經過數秒的沉默後,隨著敲門聲響起,一名中年服務生端著酒與菜餚走進包廂。

卡文狄希接過酒菜,塞了一個小袋子給服務生。

袋子中叮叮咚咚的金屬碰撞聲傳入凱爾耳中。

服務生深深鞠躬道謝,離開包廂。

「——封口費很高呢。」

「這是很合理的代價喔。哎呀,像您這樣的貴族,可能不明白安全的談話環境多重要吶。」

國民議會的議員每六年重選一次,但有時在卸任前因醜聞纏身而失去職位。就算只是一點小事也可能會成為致命傷。

卡文狄希非常明白這點。

「我們正在準備明年的選舉。雖然我不會再度出馬,不過假如有幸得到殿下青睞,也許能成為準男爵以上的貴族,名列貴族的末席,是吧?」

這樣一來,他早晚能當上貴族議員。

卡文狄希得意洋洋地描繪的未來藍圖,凱爾一笑置之。

「——哼,一點也不像你會說的話。那是爆發戶商人議員才會做的妄想。閣下的水準該不會真的變差了吧?」

「呵呵,果然被您看穿了。不過,這雖是無聊至極的妄想,但是對某些議員來說依然是很有吸引力的誘餌。

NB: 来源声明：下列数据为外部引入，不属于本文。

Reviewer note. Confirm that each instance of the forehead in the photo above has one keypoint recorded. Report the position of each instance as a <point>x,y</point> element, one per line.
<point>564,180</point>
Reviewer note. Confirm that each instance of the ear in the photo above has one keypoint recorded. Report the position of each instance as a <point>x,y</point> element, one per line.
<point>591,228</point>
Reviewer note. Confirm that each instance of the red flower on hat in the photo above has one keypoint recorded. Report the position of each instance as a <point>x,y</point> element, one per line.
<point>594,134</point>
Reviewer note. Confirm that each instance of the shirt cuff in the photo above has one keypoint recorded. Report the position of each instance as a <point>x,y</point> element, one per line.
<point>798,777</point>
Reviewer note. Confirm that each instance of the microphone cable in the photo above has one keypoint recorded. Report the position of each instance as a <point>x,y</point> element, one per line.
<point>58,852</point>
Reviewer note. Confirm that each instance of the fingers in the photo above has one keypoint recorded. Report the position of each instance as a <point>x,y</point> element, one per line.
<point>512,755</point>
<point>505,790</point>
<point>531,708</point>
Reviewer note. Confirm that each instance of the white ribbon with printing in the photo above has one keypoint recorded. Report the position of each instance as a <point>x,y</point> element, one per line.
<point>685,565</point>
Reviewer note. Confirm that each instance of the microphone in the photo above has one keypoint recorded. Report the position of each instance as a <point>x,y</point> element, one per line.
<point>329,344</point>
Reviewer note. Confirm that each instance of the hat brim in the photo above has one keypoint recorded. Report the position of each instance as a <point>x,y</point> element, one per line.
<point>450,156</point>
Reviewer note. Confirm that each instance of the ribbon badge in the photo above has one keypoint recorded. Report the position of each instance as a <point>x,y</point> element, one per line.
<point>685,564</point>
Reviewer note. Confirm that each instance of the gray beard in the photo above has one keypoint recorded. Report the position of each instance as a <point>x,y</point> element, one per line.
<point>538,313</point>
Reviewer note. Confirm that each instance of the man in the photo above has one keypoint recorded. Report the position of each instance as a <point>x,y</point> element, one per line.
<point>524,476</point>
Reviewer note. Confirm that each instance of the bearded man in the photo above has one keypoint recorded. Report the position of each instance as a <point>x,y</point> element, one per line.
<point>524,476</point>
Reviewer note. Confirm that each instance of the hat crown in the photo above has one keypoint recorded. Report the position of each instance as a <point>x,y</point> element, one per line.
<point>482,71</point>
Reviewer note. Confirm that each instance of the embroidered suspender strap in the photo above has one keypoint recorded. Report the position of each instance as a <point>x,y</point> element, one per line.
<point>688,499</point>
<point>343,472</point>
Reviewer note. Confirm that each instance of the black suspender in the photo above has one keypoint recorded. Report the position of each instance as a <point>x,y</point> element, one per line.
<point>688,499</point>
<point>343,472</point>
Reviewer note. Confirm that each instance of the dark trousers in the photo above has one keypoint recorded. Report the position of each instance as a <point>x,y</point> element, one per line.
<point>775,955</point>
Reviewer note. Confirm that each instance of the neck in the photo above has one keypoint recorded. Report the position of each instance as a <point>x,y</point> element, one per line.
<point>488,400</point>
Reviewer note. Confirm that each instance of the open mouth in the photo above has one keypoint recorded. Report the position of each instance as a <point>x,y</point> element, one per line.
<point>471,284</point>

只要把餌放在他們面前,那些人就會乖乖任人擺布了。如果王國能因此更加繁榮,誘餌的價值就越高。」

卡文狄希將玻璃瓶中的琥珀酒到入杯中,一飲而盡。

「貴族們不會懂的,粗俗的政治鬥爭才是我們國民讓員私底下的真本事。不知殿下何時才會察覺這點呢?」

「——很快就會發現了吧。那位大人對這種事很敏銳。」

凱爾品嘗似地喝著自己倒的酒。

符合高級琥珀酒的香醇在嘴中擴散。

「說不定殿下早就已經知道了。只要想到殿下就任為攝政時,故意要你們提出聲明一事,就會覺得這可能性很大。」

「不可以轉頭忽視髒東西。」卡文狄希的言下之意是如此,但凱爾一點也不喜歡他的態度。

君主必須常保耳聰目明才行。閉上眼睛藉此逃避對不利的現實,只有成不了大事的小人物而已。

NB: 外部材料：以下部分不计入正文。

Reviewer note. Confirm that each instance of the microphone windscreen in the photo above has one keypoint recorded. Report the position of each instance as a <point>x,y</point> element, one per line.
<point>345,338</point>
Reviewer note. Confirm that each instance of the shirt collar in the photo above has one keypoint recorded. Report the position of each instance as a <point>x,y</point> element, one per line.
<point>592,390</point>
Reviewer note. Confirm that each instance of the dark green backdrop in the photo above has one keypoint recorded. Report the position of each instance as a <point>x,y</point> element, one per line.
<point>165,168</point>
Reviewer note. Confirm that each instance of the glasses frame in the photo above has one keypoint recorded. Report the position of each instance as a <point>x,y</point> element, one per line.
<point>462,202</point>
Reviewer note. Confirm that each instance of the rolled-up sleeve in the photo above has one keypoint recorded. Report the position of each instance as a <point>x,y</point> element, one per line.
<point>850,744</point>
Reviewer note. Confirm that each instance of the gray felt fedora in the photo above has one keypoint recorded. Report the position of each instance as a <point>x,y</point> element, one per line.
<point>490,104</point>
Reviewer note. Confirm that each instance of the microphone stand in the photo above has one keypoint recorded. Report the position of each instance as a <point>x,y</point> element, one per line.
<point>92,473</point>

「——原來如此。不過,居然可以讓您如此傾倒,想必瑞克提法爾殿下一定是個有趣的人吶。」

卡文狄希放下酒杯,從懷中拿出一封信。

信封口坦然開著,沒有蓋上封蠟。

「我們這邊拿到了一些有趣的情報。」

黑色的眼瞳直視凱爾的金瞳。

凱爾假裝若無其事地接過信封。

但是在接過信封前,凱爾不看著卡文狄希地說道:

「給你一個忠告。老鼠們還是別動得太囂張,要是不小心被踩到了,我可不會聽你們抱怨的。」

「不要緊,會被笨重的龍踩中的老鼠不要也罷。我反而要感謝您幫我處理這些老鼠呢。」

「——」

他是認真的吧。

卡文狄希臉上依舊掛著笑容,但其實是笑裡藏刀。

凱爾回想起眼前男性那功利主義者的表情,卻沒做出什麼反應。這掌握王國議會半邊天的男人絕非庸才。

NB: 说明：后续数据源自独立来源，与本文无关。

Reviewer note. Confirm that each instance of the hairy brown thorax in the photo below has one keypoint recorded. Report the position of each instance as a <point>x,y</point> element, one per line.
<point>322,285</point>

儘管王國議會沒有實權,但議員可以得到的名譽卻難以衡量。

貴族議會的議員本身就是貴族,因此國民議會是平民爬上貴族之位的少數管道。成為議員後,原本就會得到勳爵(上級士族或下級貴族的身分)爵位。假如有幸被國王看上,想得到更高的地位也不是夢想。

例如,主導國民議會、成功完成國內鐵路網重整事業的鐵路侯毛里茨,就被賜予如同稱號的侯爵地位。現在毛里茨家依舊健在,還是王家之外王國旅客鐵路有限公司的最大股東。

國民議員的身分就是具有飛黃騰達的可能性,因此對其抱著野心的平民與士族相當多。

若想在軍中飛黃騰達,則必須有軍事才能。

但不是每個人都有軍事才能。既然如此,想飛黃騰達就要考慮其他管道。

這是凱爾很難以理解的想法,然而總有些人即使在私底下使盡骯髒手段,也一定要坐上議員的寶座。

這也算是某種才能吧?不過做出齷齪事的議員很難做滿任期。至少凱爾沒聽說過,有哪個人是無事卸任的。

而眼前這名男子,他擁有使出骯髒手段,卻能在踩到底線前收手的才能。

把不合法的手段合法化、把合法手段應用到將近非法地步的才能。成為議員後,在短短兩年內就把議會過半數議員拉攏到自己的派系之中,這就是他的才能與實力。

與他為敵的議員中,因醜聞而被迫辭職的人一隻手也數不完。

不過,他並非以栽贓陷害的方式來鬥倒敵人。凱爾私底下追查、確認過好幾次。卡文狄希以堅持他個人美學的手段,總是完全不造假以事實降伏敵人。

所以

凱爾對這個與自己處處為敵的男人有著某種信任。

因此在看過卡文狄希交給他的信件內容後,深深地嘆了一口氣。

信件上寫著瑞克提法爾做為戰後計畫——同時也是為下次戰爭做準備的戰前計劃——的政策概要。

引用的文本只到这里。